I know imitation learning was moved away to the imitation repo with sb3, but I am forced into using tf 1.15.

Would anybody know the best way to proceed?

Miffyli commented 3 years ago

There would not be a simple way to do this. It would require extensive modifications some of which you pointed out. I would highly recommend getting a PyTorch/TF2 environment so you can use more actively maintained repositories (e.g. by using conda/pipenv environments).

As a sidenote: I am not sure if HER can be used with imitation learning this. I would avoid haphazardly trying algorithms in situations they were not originally designed for. If you want to try to solve a problem you have, I would look into existing solutions in offline RL and such.

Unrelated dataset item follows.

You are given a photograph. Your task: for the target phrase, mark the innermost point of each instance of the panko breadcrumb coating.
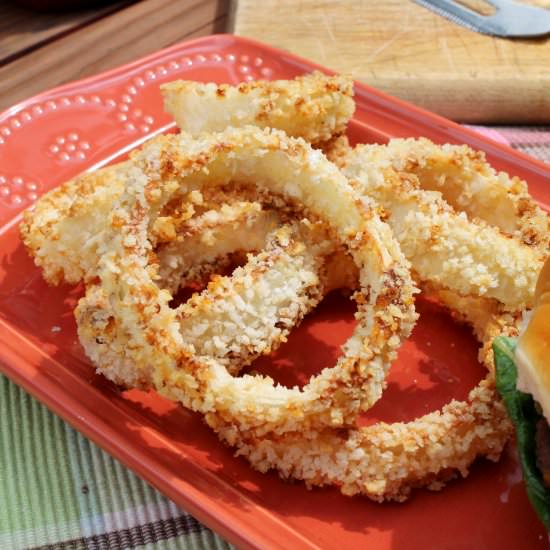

Edit: For help with practical things, I recommend checking out RL discord.

OGordon100 commented 3 years ago

Thanks @Miffyli

I'm pretty sure it could be used - there's a wealth of papers on combining hindsight with imitation. And really, all we are doing is giving the parameters a head-start, so I don't see why it would not work?

I've also done a little more digging - at present all algorithms like DQN become compatible with GoalEnv by using a function called convert_dict_to_obs - it literally just stacks them into a big array, and then the replay buffer converts it back to a dict. I can see it being non-trivial.

Dang, back to the drawing board - thanks for the discord!